What is the intuition of this result? The result is rooted in inefficiencies of the initial spatial equilibrium. One important channel in our model is that the former donor regions are already “too large” from a social point of view. This over-congestion results from various externalities that individuals ignore when choosing where to reside. There is a mix of positive and negative externalities in our framework, representing different agglomeration and congestion forces and the sharing of local public goods. But the combined net agglomeration externality that single individuals impose on others must be negative at the margin, otherwise it is difficult to rationalize why the economic geography of a country does not collapse into a single city. Hence, large cities can be “too large” although interregional transport costs and market size effects can work against this tendency.
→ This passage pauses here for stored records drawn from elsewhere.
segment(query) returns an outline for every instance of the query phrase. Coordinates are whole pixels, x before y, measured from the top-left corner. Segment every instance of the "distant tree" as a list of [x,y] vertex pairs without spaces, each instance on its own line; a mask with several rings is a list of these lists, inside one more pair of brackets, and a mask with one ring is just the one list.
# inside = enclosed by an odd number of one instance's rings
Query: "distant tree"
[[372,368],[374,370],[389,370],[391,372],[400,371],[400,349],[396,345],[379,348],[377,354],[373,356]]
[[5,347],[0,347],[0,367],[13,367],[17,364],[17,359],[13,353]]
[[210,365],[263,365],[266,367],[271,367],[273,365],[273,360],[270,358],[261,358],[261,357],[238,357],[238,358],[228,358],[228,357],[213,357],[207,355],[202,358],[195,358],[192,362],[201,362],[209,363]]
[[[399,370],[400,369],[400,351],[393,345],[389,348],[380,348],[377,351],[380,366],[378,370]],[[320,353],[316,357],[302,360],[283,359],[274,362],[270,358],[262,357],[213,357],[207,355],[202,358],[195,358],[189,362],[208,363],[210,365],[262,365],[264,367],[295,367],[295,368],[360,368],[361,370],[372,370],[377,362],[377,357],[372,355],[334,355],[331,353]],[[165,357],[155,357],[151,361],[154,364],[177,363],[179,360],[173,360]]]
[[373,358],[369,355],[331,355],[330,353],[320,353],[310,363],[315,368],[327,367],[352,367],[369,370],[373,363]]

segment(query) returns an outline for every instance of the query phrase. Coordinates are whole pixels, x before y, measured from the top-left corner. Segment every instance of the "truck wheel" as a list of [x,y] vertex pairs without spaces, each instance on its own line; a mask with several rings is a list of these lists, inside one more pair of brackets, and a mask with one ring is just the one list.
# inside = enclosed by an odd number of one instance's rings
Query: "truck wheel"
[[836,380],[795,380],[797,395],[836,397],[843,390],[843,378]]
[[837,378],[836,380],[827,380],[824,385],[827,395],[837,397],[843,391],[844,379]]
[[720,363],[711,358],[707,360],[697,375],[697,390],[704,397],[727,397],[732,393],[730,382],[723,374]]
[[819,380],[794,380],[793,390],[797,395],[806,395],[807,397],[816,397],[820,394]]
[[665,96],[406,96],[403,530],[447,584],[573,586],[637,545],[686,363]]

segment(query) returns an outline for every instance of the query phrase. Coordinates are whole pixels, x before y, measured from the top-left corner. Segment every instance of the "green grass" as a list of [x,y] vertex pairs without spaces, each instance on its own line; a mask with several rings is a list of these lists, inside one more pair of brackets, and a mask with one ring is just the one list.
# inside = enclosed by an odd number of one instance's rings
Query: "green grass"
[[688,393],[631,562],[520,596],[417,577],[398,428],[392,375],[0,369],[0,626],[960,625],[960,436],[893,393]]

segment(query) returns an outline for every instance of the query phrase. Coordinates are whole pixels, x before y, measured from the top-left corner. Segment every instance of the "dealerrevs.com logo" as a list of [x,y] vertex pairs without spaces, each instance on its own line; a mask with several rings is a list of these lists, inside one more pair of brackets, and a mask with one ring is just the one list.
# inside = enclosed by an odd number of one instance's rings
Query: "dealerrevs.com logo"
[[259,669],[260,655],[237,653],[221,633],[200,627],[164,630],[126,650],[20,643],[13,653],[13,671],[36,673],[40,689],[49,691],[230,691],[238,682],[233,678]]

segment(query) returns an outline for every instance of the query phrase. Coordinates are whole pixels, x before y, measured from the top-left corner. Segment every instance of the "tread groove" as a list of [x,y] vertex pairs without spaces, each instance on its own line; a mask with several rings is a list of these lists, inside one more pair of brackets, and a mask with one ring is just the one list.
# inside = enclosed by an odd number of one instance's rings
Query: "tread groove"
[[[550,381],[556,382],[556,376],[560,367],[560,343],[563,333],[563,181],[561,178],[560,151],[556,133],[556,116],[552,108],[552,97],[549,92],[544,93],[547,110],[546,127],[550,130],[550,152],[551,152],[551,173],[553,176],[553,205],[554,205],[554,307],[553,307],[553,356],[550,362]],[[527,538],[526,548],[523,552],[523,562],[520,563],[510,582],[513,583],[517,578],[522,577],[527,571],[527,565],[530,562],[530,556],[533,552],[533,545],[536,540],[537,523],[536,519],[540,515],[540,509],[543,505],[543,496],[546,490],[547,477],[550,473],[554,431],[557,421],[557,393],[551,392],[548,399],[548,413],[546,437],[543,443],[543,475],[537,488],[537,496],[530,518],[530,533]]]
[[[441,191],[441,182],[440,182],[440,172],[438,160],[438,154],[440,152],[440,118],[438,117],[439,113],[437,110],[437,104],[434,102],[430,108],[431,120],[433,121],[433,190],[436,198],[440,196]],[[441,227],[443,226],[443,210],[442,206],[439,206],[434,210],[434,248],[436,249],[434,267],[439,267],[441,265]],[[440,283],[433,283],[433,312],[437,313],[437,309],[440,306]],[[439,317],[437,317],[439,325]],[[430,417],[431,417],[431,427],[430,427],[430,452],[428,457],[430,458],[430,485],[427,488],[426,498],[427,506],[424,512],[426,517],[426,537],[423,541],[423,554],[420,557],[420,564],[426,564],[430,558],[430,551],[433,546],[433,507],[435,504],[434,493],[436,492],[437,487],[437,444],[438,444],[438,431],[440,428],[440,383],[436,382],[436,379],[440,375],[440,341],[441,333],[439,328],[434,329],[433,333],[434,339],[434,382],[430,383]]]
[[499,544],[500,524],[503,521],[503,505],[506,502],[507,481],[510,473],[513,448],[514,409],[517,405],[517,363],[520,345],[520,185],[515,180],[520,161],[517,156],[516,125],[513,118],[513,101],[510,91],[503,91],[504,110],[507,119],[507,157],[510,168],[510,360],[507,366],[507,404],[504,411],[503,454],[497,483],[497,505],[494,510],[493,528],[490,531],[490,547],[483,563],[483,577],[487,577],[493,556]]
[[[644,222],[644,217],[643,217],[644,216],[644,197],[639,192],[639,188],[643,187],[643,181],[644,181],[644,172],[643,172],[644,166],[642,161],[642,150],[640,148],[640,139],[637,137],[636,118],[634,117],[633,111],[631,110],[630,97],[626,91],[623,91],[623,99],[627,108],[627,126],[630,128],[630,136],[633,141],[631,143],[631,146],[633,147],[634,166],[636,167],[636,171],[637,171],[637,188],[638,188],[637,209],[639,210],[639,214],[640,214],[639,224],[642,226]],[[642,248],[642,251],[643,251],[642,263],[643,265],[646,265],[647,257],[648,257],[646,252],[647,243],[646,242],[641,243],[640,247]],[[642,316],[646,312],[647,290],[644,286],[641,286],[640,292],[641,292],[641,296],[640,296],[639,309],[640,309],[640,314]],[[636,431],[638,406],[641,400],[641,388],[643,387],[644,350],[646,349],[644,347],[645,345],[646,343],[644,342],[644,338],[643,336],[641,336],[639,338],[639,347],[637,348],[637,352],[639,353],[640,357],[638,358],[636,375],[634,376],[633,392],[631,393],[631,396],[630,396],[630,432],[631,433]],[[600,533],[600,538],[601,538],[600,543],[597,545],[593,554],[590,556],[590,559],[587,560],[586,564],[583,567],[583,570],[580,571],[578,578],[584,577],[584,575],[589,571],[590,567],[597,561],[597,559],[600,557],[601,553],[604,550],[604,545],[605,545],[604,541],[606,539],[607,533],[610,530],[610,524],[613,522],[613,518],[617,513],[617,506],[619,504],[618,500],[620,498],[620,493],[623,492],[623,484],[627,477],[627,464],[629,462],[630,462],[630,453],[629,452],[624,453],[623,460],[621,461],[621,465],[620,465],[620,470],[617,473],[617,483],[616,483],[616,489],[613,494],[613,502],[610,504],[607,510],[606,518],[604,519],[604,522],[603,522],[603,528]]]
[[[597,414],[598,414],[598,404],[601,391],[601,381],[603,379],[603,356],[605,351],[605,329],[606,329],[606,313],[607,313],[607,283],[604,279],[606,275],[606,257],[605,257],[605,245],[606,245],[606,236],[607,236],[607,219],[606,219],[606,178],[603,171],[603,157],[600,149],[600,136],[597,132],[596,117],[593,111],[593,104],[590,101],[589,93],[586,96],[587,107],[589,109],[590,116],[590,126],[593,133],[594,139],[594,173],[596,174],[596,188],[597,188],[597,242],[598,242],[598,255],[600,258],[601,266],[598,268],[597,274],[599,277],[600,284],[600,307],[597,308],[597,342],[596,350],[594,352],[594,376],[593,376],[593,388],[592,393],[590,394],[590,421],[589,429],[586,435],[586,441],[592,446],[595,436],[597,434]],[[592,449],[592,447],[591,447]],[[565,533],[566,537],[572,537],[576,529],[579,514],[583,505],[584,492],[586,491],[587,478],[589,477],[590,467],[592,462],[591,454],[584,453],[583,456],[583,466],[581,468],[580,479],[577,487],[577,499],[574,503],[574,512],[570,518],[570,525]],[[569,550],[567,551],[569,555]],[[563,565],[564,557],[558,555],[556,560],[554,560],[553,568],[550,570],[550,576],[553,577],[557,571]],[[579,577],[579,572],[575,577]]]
The fiscal transfers that we observe effectively countervail over-congestion, because they provide incentives for workers to reside outside the big cities. This can be welfare-enhancing, especially if transport costs for goods are not too large and if the recipient areas are not too remotely located. Vice versa, abolishing the existing transfers can be bad for welfare, despite the associated productivity gains, because it can make the problem of over-congestion in large cities even worse. The fiscal transfers are surely, at most, a second-best instrument and do not implement an “optimal spatial structure” of the economy in any meaningful sense. But our results suggest that they may shift the economy closer to this optimum.
Our analysis also suggests that the current system of fiscal equalization in Germany is not socially optimal. Transfers should be reduced to enhance efficiency at the national level, but they should not be cut to zero. As an aside, this exercise highlights that national productivity or real GDP are the wrong statistics to look at when it comes to exploring the efficiency of fiscal transfers: starting from the current system, completely abolishing all transfers implies larger productivity and GDP gains than a mere reduction of current transfers to their optimal levels, but not higher welfare.